Here's a breakdown of the key contributions and techniques used:
- Multi-view Generation via Tiling: Instead of generating each view independently, Zero123++ arranges six views in a 3x2 grid within a single image, allowing the model to learn the correlations between different viewpoints and enforce consistency. Fixed absolute elevation angles and relative azimuth angles are used for the novel views to eliminate orientation ambiguity and avoid the need for elevation estimation modules.
- Improved Consistency and Stability through Noise Schedule Modification: The paper argues that Stable Diffusion's original scaled-linear noise schedule hinders the model's ability to adapt to global consistency requirements. It demonstrates that a linear noise schedule, which provides more steps at lower Signal-to-Noise Ratios (SNR), leads to improved consistency in multi-view generation. The paper also points out that the lower resolution used in Zero-1-to-3 can be interpreted as a modification of the noise schedule. The authors leverage the Stable Diffusion 2 v-prediction model because of its robustness to noise schedule changes.
- Enhanced Local Conditioning with Scaled Reference Attention: To better incorporate information from the input image, the paper introduces a scaled version of Reference Attention. This involves feeding the input image (with added noise) through the UNet and using the resulting key and value matrices from the self-attention layers to guide the denoising process. Scaling the reference latent further improves consistency with the input image.

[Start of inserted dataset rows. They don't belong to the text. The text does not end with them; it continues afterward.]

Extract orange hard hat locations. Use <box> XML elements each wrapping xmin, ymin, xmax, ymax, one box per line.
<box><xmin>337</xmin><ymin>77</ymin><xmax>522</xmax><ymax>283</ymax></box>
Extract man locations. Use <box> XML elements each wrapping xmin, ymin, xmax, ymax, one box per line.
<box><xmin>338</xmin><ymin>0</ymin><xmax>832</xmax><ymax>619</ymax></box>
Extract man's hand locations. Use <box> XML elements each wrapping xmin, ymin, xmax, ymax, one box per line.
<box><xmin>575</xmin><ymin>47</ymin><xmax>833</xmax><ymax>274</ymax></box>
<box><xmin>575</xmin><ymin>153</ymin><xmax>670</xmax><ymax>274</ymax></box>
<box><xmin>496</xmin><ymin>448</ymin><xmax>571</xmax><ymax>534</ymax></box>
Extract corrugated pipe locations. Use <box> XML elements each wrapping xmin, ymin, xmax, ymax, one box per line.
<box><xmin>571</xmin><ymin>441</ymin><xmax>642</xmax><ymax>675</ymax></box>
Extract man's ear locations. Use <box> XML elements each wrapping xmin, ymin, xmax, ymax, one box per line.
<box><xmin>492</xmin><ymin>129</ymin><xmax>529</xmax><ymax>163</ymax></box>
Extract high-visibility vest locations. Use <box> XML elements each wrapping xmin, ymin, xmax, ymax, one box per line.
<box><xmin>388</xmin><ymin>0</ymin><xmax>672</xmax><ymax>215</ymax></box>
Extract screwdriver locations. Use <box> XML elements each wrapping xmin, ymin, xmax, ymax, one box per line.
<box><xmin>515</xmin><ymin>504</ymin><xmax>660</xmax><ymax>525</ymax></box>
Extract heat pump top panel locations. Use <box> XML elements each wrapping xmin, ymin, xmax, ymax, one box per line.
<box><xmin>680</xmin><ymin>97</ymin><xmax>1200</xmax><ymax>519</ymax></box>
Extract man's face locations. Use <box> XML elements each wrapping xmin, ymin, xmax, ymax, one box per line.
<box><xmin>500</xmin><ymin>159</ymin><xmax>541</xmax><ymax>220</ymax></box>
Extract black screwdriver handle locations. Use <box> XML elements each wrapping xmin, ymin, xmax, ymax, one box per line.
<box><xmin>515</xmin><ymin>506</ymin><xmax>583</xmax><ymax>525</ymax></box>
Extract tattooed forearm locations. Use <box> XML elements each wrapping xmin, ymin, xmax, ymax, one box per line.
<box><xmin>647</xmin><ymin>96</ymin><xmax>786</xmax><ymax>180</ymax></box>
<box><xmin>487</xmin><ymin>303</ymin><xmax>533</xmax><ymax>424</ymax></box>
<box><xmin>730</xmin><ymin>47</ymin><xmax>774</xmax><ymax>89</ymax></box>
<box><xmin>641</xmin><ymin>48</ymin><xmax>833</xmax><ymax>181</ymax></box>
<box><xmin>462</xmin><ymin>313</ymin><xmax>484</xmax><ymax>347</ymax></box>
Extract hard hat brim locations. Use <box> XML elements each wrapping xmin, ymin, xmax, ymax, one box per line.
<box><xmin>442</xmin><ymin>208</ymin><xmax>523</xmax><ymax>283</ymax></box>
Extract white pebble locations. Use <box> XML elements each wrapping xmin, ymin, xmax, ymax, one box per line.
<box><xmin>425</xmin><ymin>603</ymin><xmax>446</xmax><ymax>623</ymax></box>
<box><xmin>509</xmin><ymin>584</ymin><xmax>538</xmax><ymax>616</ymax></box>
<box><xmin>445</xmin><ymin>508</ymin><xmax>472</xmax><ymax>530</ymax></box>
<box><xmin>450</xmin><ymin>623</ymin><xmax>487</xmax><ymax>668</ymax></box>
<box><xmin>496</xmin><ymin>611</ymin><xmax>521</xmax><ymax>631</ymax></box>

- Global Conditioning with FlexDiffuse: The paper employs a trainable variant of FlexDiffuse to integrate global image conditioning into the model. By leveraging the alignment between CLIP image and text spaces, the CLIP image embedding is incorporated into the original prompt embeddings (even if the prompt is empty), enabling the model to infer the global semantics of the object, especially for unseen regions.
- Training Strategy: The model is trained on the Objaverse dataset using a phased training schedule, initially focusing on the self-attention layers and KV matrices of cross-attention, and then fine-tuning the full UNet with a very conservative learning rate. Min-SNR weighting is used to improve training efficiency.
- Depth ControlNet Integration: The paper also demonstrates the feasibility of training a ControlNet on Zero123++ to enable enhanced control over the generation process via depth maps.
The paper presents both qualitative and quantitative results that demonstrate the superiority of Zero123++ over existing methods like Zero-1-to-3 and SyncDreamer in terms of multi-view consistency and image quality. It also shows the model's ability to generalize to out-of-domain images, such as AI-generated and 2D illustrations. The text-to-multi-view results, using SDXL to generate the initial image, are also impressive compared to MVDream and Zero-1-to-3 XL.
Finally, the paper outlines potential future work, including the use of a two-stage generate-refine pipeline (leveraging an epsilon-parameterized model for refinement), scaling up training to larger datasets like Objaverse-XL, and exploring the use of Zero123++ for mesh reconstruction.